Monday, August 07, 2006

AOL releases user search data, tied to individual users

AOL has published logs showing web activity data for 650,000 users--it's 20 million searches in about 800MB. Although the AOL screen names were converted to random numbers, the numbers are consistent across an individual user's activity and in many cases is no doubt sufficient to identify the individual based on ego surfing and other activity.

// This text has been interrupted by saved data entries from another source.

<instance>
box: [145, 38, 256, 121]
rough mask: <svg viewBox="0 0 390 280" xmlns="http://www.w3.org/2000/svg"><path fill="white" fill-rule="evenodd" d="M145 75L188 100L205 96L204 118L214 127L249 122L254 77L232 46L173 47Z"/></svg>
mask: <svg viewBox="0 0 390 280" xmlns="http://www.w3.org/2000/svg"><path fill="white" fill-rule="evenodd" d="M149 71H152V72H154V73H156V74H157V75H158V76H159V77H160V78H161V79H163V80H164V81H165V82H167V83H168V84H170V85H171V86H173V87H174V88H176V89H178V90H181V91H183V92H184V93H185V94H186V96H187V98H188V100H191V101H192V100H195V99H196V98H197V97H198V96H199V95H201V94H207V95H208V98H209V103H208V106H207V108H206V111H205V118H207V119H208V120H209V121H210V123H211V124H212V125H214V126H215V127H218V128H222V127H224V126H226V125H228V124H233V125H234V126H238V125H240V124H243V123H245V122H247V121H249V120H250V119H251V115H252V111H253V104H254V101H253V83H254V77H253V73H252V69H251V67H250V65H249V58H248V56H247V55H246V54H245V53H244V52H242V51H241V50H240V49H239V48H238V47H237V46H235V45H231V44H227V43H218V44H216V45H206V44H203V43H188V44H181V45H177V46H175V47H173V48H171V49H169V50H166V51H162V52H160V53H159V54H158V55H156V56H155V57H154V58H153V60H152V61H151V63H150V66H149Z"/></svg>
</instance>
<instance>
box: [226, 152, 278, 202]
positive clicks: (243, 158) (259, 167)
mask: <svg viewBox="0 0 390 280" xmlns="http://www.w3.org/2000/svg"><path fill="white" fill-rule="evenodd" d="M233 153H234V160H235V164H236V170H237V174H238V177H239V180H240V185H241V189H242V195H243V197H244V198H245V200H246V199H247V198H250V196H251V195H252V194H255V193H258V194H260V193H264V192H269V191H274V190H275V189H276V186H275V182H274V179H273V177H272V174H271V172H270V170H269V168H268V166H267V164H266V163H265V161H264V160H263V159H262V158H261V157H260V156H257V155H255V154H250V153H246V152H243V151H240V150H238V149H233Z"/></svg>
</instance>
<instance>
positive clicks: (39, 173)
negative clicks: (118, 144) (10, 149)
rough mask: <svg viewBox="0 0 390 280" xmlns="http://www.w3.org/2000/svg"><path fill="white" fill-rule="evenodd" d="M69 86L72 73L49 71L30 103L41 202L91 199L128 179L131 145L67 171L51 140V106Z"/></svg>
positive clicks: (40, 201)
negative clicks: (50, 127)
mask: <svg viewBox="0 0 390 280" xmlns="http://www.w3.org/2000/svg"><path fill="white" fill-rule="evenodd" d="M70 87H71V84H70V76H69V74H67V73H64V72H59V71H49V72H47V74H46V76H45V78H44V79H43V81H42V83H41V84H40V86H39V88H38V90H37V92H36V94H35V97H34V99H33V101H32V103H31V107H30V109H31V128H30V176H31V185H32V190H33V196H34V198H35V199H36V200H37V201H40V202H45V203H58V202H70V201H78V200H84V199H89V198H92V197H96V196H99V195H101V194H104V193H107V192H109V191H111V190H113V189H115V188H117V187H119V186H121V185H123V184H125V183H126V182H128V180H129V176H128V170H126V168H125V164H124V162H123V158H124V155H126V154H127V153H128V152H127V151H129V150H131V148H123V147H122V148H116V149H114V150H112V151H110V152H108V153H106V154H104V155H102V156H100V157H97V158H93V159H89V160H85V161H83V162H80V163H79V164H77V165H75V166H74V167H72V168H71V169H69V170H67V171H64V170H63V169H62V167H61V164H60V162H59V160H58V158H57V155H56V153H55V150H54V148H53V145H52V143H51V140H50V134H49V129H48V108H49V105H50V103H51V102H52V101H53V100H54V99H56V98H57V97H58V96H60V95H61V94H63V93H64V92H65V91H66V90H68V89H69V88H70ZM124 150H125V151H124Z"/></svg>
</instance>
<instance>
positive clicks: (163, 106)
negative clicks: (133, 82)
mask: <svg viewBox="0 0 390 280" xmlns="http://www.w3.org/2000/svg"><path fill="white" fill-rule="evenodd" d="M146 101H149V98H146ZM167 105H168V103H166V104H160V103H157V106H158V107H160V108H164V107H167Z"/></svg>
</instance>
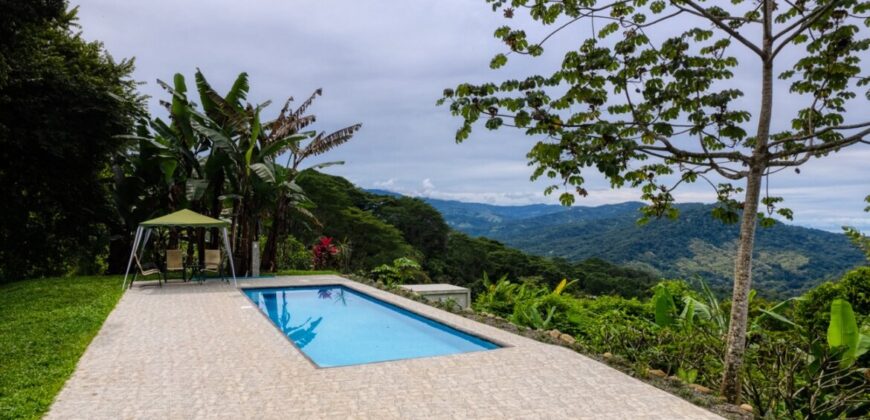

As Tech Crunch points out:
The most serious problem is the fact that many people often search on their own name, or those of their friends and family, to see what information is available about them on the net. Combine these ego searches with porn queries and you have a serious embarrassment. Combine them with “buy ecstasy” and you have evidence of a crime. Combine it with an address, social security number, etc., and you have an identity theft waiting to happen. The possibilities are endless.
The Paradigm Shift blog notes an instance of an AOL user who appears to be plotting to kill his wife (though there are, of course, possible innocent explanations). Commenters note that over 100 users used search terms which included references to child porn. There is no doubt that this will be used to argue for greater release of data to the government with fewer safeguards against misuse; commenters have already made the claim that "if you don’t do anything wrong, then you have nothing to be afraid of - even if people can view your search history." Commenter Robert follows up with a good response:
Do you ever search for your SSN#, phone number and/or name on line to see if it was posted without your consent? Do you ever worry your day care provider might be a child molester so you search for child molestation and the care takers name or their business name? Do you ever want to find ways to explain sex to your teen age daughter? Gee I wonder what those search terms might look like? Are you famous? Imagine if you type in the name of restaurant you want to go to and the word paparazzi to see if they are known to hang there. Let’s hope they do not see that? Oh, do you have a rare disease or maybe you are pregnant and are looking for clinic in your area so you type in your zip code? In a rural areas that might leave oh 1-30 people it could be? Oh, maybe you think your son is gay? I wonder what you would search for then? Do you have any fetishes or other unusual hobby that might be embarrassing for people to know about but is not illegal. Remember that rural issue again? Getting it yet, because I could go on and on. This is an personal invasion at its most basic level. Not only does it expose personal details of peoples lives, but it is open to wild misinterpretations. Take the wife killing search. Has anyone thought they were simply looking for news they had heard of on the topic, looking for a good book they had heard about with that topic whose title they could not remember, were a wife worried their husband was thinking about this, or maybe that it was exactly what they were looking for but it was only a private fantasy that let them cool off one day after an angry argument? Without context any term can seem scandalous or even criminal. Finally, there is the greater issue. When you start taking away more and more privacy. Each time you chip away at the greater fundamental concept that you deserve this right at all.
Releasing this data to the general public was sheer idiocy on AOL's part (and apparently a mistake), and demonstrates that an AOL account is not a good idea even when it's free.

The data has been downloaded hundreds of times and is now being redistributed on other websites.

UPDATE August 8, 2006: AOL has admitted and apologized for its mistake. has an article which gives some more examples of the kind of information that can be gleaned from the search records.